The hospital association is fighting the battle for other medical institutions — such as Copley Hospital in Morrisville, which has applied to the state to replace its aging operating rooms.

Bea Grause, president and CEO of the hospital association, said she hears complaints from her colleagues around the country that outpatient surgery centers can weaken hospitals. "They syphon off services that help hospitals maintain a bottom line," she said. UVM Medical Center currently performs an average of 40 to 50 colonoscopies per day.

In a document filed with the Green Mountain Care Board, the hospital association promised to back up its claims about the threat the surgical center could pose.

The hospital association and Northwestern Medical Center have already submitted lists of questions they want Cooper and her partners to answer. The state's health care advocate has concerns, too. The staff of the regulatory board has also requested information.

Cooper is unfazed by the barrage of questions and criticisms. When asked about various challenges, she smiled and responded without hesitation. Attorney Eileen Elliott sat next to Cooper in the boardroom at Dunkiel Saunders Elliott Raubvogel & Hand in Burlington. She had a multi-tabbed three-ring binder of documents at the ready, but Cooper consulted her only once.

Grause has asserted the surgical center wouldn't be accountable to the community. Cooper countered, "This is locally owned." It would respond to patients' concerns about the high cost of surgical procedures and long waits to schedule them, she said.

The Office of the Health Care Advocate has raised concerns that surgeons affiliated with the for-profit center would refer patients with commercial insurance and simple ailments to the new facility and patients on Medicaid, which pays less, to hospitals.

"Our center is going to take all forms of insurance," Cooper said. "We have built free care into our operating plan. We don't expect there will be any cherry-picking."

As to Billings' worry that the center would lure more Franklin County residents south for surgery, Cooper said, "We are responding specifically to a need here in Chittenden County." Based on population projections and demographic trends, she argued that the demand for outpatient surgery in the Burlington area is sure to increase.

She added that in its application to purchase land in South Burlington, the University of Vermont Medical Center wrote: "Clinical capacity in the ambulatory care center has been reached — and in many areas exceeded."

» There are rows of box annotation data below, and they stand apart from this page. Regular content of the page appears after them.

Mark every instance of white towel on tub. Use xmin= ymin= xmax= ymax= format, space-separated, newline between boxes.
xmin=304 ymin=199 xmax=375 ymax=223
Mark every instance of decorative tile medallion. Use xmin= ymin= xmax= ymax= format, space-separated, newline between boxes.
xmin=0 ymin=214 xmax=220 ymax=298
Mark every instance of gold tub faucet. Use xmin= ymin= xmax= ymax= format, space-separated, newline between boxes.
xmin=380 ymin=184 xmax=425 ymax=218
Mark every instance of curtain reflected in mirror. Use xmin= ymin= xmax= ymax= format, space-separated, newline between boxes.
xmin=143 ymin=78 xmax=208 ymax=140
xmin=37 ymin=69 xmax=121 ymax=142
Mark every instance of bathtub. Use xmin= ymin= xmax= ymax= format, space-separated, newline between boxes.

Mike Noble, spokesman for UVM Medical Center, clarified that some services in its ambulatory care center on the main campus need more space, including dermatology. But at the Fanny Allen campus, where many more outpatient surgeries are performed, there is additonal capacity. In fact, "hours of operation at the Fanny Allen outpatient surgery center were recently reduced due to lack of ambulatory surgery cases," he said.

The review process is expected to run into spring. If approved, construction would take a year.

Billings at Northwestern Medical Center acknowledged that health care is evolving, but asked, "Does it really make sense to introduce a new player? That is the question for the Green Mountain Care Board to answer."

Prospective investor Dowhan suggested that if hospitals have to vie for patients with the new surgical center, it could be beneficial. "I think the competition makes both sides better," he said. "We need our hospitals, but there isn't any industry that continues to operate like we did 20 years ago."